Model Card: albor-base-50m
Model Details
| Field | Value |
|---|---|
| Name | albor-base-50m |
| Version | 1.0 (pipeline validation) |
| Type | Decoder-only Transformer (LLaMA-style) |
| Parameters | ~62M (hidden=512, layers=12 — “50M” is approximate label) |
| Architecture | hidden=512, layers=12, heads=8, kv_heads=2, ffn=2048 |
| Vocab Size | 32,768 (BPE, whitespace-split v1; later upgraded to ByteLevel BPE v2) |
| Context Length | 128 tokens (validation run; architecture supports 2048) |
| Training Data | 500 rows Python code, 64K tokens |
| Training Time | 110.7 seconds (CUDA on RTX 4090) |
| Framework | entrenar + realizar (CUDA, CudaTransformerTrainer) |
Intended Use
Pipeline validation only. This model validates that the albor training stack (alimentar → entrenar → realizar) works end-to-end. It is NOT intended for code completion or any production use.
Training Details
- Optimizer: AdamW (lr=6e-4, β1=0.9, β2=0.95, wd=0.1)
- Steps: 31 optimizer steps (125 batches, gradient_accumulation=4)
- Mixed Precision: fp16
- Loss: 10.335 → 4.423 (perplexity 30,802 → 5.4)

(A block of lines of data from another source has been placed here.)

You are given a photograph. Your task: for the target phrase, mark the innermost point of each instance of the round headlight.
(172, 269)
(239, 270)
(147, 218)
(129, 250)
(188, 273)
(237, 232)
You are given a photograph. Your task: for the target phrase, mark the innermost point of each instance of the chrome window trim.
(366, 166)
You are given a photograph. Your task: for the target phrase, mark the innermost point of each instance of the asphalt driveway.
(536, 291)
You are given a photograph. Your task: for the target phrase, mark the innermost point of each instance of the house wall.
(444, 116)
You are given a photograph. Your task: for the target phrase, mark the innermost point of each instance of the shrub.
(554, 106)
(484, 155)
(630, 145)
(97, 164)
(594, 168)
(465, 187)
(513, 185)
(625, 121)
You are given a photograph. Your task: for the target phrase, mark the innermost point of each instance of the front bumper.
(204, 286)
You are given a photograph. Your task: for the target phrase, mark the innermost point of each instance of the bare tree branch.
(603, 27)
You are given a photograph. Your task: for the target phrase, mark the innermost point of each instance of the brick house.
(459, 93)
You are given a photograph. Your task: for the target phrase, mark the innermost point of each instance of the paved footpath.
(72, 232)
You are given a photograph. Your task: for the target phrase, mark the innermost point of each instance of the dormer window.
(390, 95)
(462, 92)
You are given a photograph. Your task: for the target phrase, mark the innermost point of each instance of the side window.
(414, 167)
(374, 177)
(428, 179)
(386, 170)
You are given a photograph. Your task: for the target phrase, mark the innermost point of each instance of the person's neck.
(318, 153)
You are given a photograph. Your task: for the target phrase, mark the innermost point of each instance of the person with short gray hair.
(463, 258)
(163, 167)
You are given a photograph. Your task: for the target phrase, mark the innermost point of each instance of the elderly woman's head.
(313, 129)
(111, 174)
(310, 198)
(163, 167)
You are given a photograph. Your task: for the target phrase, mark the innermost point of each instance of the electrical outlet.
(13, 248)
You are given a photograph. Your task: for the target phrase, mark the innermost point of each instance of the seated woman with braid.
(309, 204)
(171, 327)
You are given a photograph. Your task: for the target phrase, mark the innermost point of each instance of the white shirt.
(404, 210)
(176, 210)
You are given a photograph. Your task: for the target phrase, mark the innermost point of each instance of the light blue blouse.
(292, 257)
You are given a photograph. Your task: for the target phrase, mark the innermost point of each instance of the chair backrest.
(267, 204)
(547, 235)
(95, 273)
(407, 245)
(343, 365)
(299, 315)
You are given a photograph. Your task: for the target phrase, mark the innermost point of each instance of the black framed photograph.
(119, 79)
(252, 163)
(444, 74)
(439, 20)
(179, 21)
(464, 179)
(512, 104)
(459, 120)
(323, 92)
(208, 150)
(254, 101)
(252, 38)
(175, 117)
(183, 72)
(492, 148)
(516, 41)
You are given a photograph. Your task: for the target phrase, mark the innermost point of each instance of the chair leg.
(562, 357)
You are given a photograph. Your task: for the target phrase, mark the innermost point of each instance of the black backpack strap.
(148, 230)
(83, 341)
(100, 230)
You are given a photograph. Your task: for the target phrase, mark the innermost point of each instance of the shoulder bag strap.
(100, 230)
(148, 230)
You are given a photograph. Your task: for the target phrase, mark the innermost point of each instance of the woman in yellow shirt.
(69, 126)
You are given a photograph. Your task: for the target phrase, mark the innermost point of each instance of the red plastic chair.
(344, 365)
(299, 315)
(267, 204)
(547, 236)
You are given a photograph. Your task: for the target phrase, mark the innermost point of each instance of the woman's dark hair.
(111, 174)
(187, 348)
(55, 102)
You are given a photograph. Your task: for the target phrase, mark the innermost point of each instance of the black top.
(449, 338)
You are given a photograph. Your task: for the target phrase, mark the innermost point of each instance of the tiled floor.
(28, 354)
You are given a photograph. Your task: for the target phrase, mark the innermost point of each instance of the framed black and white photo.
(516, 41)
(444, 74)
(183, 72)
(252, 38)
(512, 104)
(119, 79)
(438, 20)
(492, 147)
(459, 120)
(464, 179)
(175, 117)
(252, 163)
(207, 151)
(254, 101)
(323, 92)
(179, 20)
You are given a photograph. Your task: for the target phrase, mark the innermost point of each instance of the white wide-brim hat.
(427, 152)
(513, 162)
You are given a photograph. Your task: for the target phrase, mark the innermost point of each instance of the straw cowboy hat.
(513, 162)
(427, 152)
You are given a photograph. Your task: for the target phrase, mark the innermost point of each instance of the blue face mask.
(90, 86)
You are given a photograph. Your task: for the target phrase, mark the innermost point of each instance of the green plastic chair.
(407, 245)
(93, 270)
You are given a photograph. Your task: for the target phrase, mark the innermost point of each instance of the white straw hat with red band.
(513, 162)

- Compute: 76.8s CUDA matmul (69%), 32.9s transpose (30%), 0.9s alloc (1%)
Tokenizer
- Type: BPE with
split_whitespace()pre-tokenizer +</w>suffix - Vocab: 32,768 tokens
- Known Limitation: Normalizes whitespace (loses Python indentation)
- Source: Trained with
apr tokenize applyon 100K lines of Python code
FALSIFY Predictions
| ID | Prediction | Status |
|---|---|---|
| FALSIFY-ALBOR-001 | Loss decreases monotonically | CORROBORATED (10.3→4.42) |
| FALSIFY-ALBOR-002 | Gradient norms bounded | PENDING (per-step logging now available, ALB-035 FIXED) |
| FALSIFY-ALBOR-003 | Checkpoint determinism | UNTESTED |
Limitations
- Whitespace normalization in tokenizer makes output invalid Python
- Only 500 training rows (not representative of target distribution)
- Short context (128 tokens, not production 2048)
- No evaluation on code completion benchmarks (structural eval only)
Data Provenance
See docs/PROVENANCE.md for full SHA-256 hashes of all data artifacts.
Checkpoint
- Path:
checkpoints/albor-base-50m/model.safetensors(249 MB) - Metadata:
checkpoints/albor-base-50m/final_model.json